27 mars 2008
Au premier jour de la visite d'Etat de Nicolas Sarkozy, le Royaume-Uni était hier sous le charme de son épouse Carla. Le président français, lui, a dit son admiration pour le dynamisme britannique.
Une humilité nouvelle
Dans la salle du palais de Westminster où de Gaulle fit un discours en 1961, les Lords et les députés de la Chambre des Communes sont sagement assis entre deux immenses peintures de Waterloo et de Trafalgar.

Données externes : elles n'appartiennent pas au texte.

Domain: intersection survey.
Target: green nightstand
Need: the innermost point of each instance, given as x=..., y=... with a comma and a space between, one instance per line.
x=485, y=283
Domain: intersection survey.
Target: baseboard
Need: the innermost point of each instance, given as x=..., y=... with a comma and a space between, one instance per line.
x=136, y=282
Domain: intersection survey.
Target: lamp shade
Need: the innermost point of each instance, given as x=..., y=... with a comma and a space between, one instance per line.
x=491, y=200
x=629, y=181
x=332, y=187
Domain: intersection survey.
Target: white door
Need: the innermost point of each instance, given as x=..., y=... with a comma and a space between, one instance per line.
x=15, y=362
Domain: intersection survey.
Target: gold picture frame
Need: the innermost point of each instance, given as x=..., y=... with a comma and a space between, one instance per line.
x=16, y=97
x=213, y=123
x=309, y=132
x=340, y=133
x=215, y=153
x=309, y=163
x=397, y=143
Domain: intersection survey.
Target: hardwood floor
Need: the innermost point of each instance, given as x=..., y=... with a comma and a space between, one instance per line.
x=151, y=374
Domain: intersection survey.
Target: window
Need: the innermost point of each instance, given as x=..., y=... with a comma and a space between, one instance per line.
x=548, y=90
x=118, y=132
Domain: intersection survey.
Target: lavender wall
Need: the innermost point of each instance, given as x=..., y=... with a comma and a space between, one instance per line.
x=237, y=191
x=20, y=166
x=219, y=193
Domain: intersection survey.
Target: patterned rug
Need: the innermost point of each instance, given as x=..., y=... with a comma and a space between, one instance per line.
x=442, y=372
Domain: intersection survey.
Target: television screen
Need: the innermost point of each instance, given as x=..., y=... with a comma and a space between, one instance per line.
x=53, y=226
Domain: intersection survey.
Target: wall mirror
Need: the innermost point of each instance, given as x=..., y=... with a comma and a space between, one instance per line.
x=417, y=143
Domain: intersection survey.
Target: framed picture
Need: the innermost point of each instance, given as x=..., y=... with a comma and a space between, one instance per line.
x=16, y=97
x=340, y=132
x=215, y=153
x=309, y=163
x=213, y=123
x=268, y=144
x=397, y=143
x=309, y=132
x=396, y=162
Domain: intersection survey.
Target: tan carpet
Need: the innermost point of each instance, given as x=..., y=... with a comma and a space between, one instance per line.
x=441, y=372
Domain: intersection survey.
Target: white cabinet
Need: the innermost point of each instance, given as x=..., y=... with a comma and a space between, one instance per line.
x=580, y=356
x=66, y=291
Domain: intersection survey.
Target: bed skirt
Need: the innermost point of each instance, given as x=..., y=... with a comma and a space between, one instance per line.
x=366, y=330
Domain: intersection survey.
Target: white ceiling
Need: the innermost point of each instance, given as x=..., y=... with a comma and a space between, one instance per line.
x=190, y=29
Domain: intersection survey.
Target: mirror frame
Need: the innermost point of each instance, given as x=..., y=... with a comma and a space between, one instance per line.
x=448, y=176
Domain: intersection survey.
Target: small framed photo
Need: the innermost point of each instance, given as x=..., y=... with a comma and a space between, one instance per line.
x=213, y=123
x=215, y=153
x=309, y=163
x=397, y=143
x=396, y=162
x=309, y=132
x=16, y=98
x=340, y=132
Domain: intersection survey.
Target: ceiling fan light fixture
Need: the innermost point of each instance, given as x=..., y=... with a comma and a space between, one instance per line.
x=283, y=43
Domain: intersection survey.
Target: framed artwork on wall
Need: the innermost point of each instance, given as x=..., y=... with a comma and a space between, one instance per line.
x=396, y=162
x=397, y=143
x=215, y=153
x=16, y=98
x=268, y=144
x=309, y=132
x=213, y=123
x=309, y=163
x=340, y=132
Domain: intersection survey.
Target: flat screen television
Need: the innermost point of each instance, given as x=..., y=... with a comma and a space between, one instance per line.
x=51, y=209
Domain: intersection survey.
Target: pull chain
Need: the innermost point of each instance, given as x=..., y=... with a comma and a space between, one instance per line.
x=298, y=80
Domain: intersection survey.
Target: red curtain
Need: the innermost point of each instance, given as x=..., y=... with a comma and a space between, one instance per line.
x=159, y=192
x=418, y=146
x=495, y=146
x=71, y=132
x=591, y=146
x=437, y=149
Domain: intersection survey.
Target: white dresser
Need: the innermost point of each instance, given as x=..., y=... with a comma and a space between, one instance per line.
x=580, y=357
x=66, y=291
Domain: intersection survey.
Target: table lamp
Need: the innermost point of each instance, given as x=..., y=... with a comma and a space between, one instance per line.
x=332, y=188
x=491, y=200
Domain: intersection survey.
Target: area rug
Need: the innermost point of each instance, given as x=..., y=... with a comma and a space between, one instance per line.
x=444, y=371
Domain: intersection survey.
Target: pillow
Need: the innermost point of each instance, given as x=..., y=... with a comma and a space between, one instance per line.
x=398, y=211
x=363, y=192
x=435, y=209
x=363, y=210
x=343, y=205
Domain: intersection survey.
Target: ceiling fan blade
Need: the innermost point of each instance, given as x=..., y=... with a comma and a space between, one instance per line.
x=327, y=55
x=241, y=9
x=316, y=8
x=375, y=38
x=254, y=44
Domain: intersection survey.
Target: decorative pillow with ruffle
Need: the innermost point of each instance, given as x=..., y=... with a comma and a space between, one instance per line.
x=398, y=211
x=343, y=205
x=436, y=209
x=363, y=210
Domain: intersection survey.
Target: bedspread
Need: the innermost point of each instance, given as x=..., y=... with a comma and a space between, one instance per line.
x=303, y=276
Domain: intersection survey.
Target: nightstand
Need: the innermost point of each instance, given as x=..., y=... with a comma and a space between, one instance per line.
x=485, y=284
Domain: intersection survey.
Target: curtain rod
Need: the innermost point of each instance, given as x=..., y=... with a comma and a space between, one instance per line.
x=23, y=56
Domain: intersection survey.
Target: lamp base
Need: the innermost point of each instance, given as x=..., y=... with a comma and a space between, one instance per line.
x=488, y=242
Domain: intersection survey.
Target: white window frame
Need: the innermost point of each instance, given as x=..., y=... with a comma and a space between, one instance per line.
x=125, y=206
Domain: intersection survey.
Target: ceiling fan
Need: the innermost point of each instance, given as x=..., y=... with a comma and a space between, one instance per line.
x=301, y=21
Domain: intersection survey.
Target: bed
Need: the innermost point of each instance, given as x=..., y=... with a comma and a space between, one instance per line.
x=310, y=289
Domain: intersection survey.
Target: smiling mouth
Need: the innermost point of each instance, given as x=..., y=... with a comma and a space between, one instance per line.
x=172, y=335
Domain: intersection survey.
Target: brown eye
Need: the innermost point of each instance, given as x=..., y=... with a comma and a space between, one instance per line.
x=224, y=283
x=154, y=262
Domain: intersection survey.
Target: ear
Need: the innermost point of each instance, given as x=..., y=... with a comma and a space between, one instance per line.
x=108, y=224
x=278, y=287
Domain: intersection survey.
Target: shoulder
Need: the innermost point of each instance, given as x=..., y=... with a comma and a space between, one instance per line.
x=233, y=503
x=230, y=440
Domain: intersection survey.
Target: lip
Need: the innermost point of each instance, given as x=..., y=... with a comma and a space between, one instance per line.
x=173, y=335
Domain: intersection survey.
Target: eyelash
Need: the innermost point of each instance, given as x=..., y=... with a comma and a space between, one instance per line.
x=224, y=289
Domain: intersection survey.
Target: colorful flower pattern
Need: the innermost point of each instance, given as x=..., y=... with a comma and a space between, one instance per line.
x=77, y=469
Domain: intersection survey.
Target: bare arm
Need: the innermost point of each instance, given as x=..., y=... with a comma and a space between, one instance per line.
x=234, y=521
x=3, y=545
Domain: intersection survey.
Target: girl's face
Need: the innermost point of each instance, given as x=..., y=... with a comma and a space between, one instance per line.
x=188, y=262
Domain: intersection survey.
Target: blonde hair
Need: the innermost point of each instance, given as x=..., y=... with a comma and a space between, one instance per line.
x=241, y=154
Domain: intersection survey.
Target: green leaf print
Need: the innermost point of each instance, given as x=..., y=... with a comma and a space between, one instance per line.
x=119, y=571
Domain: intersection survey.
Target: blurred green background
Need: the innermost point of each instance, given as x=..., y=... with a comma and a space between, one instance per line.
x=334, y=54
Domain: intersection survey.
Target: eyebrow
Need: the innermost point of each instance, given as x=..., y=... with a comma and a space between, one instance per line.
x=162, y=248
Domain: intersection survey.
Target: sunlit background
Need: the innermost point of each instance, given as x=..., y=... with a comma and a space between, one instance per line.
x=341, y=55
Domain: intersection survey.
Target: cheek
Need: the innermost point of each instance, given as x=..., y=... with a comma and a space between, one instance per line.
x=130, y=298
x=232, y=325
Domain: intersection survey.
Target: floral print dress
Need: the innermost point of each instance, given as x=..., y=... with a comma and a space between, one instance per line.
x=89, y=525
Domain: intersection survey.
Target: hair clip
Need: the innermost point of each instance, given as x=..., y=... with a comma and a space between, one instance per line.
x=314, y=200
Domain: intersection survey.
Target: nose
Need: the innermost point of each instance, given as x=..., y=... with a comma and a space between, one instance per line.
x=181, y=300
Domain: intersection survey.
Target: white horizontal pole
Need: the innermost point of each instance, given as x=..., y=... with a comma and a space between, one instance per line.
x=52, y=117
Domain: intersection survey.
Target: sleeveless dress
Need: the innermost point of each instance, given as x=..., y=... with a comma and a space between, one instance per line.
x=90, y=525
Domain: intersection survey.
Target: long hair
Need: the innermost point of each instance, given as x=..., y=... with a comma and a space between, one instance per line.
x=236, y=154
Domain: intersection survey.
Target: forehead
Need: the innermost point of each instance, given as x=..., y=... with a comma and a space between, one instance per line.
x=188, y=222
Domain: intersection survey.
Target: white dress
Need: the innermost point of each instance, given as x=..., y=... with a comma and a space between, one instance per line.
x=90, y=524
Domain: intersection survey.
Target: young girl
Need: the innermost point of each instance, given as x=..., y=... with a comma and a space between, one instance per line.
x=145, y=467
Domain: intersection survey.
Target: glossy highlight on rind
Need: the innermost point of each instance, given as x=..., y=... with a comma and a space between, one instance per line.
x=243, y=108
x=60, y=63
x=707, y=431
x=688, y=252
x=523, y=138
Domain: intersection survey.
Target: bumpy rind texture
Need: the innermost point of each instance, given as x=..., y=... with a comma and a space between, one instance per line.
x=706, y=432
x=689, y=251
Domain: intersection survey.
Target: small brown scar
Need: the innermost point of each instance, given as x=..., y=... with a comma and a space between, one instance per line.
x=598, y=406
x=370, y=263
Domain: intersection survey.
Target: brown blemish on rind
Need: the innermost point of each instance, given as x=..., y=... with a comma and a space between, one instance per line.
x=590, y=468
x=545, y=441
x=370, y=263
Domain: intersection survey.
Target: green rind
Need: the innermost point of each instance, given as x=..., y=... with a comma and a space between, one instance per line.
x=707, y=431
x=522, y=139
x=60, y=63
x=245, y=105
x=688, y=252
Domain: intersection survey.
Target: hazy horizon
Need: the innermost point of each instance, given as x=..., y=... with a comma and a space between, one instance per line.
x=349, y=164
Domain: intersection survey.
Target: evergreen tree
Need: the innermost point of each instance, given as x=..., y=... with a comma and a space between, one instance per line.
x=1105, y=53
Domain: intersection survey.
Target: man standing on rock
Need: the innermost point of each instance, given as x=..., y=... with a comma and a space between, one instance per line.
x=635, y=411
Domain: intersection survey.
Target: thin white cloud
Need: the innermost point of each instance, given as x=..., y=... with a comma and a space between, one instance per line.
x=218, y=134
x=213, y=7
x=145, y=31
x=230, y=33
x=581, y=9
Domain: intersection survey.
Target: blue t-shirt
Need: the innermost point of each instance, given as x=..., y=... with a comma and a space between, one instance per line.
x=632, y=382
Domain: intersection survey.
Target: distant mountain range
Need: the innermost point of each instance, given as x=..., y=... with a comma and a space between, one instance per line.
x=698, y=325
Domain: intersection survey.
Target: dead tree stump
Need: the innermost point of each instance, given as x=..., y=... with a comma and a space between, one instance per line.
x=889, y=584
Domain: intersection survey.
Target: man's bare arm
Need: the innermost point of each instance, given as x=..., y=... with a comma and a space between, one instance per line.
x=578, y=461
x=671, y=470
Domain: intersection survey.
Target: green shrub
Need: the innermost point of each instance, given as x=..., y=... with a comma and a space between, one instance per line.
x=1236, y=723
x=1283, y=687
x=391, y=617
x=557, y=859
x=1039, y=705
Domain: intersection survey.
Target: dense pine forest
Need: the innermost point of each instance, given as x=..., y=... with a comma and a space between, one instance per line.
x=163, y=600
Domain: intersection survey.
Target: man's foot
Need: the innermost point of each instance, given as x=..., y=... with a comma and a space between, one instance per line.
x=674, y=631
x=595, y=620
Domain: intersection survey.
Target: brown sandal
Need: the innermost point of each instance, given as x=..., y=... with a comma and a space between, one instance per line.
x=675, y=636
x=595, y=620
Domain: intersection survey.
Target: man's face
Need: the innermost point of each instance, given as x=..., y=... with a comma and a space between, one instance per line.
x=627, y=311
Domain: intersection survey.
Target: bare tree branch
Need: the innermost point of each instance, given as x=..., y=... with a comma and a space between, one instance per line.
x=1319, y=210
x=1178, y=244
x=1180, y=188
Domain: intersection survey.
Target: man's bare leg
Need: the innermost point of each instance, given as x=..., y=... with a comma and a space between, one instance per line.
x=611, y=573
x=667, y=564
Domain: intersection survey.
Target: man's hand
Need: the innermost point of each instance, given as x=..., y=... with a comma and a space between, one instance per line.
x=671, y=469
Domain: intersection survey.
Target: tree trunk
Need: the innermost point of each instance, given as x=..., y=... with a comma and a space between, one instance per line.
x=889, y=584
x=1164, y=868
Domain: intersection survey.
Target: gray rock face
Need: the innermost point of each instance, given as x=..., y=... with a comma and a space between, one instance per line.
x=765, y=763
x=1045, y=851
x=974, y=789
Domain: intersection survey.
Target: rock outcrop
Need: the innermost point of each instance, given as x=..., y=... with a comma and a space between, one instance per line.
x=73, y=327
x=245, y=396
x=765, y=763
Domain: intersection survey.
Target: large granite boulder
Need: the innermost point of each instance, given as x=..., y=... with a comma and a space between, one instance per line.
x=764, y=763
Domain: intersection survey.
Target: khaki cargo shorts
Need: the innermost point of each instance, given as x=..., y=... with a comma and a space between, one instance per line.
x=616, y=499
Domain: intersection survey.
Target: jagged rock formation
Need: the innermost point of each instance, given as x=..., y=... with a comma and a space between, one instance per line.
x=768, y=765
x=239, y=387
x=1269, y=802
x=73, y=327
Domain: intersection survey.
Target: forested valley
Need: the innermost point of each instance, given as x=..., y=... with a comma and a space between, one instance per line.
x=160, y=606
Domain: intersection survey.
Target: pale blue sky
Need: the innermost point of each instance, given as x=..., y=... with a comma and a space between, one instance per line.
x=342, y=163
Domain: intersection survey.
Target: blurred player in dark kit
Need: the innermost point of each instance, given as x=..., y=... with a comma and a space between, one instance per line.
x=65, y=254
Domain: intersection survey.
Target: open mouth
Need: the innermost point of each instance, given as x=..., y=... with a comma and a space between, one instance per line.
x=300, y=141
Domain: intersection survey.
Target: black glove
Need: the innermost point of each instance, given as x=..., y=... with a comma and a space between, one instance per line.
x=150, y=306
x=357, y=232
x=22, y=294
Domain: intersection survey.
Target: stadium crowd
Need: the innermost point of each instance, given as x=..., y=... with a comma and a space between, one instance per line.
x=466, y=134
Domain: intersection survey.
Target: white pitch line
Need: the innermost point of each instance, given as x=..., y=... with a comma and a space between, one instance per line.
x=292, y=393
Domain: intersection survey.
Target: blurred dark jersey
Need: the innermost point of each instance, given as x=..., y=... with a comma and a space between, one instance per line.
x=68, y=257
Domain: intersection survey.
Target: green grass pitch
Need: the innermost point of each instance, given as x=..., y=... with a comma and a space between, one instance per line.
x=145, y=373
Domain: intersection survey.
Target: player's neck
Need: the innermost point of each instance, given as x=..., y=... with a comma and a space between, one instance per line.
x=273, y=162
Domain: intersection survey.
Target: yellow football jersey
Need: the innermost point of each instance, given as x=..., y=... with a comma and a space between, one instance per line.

Quelques expatriés ont également été invités à écouter le discours du président français. Parmi eux, Olivier Cadic, originaire de Lorient, ayant installé en 1997 à Ashford, premier arrêt de l'Eurostar après la Manche, une société d'électronique. Depuis, son association, « La France libre d'entreprendre », a accueilli un millier d'entrepreneurs français sur le territoire britannique dont la capitale est aujourd'hui la septième ville française, comme l'a rappelé Nicolas Sarkozy.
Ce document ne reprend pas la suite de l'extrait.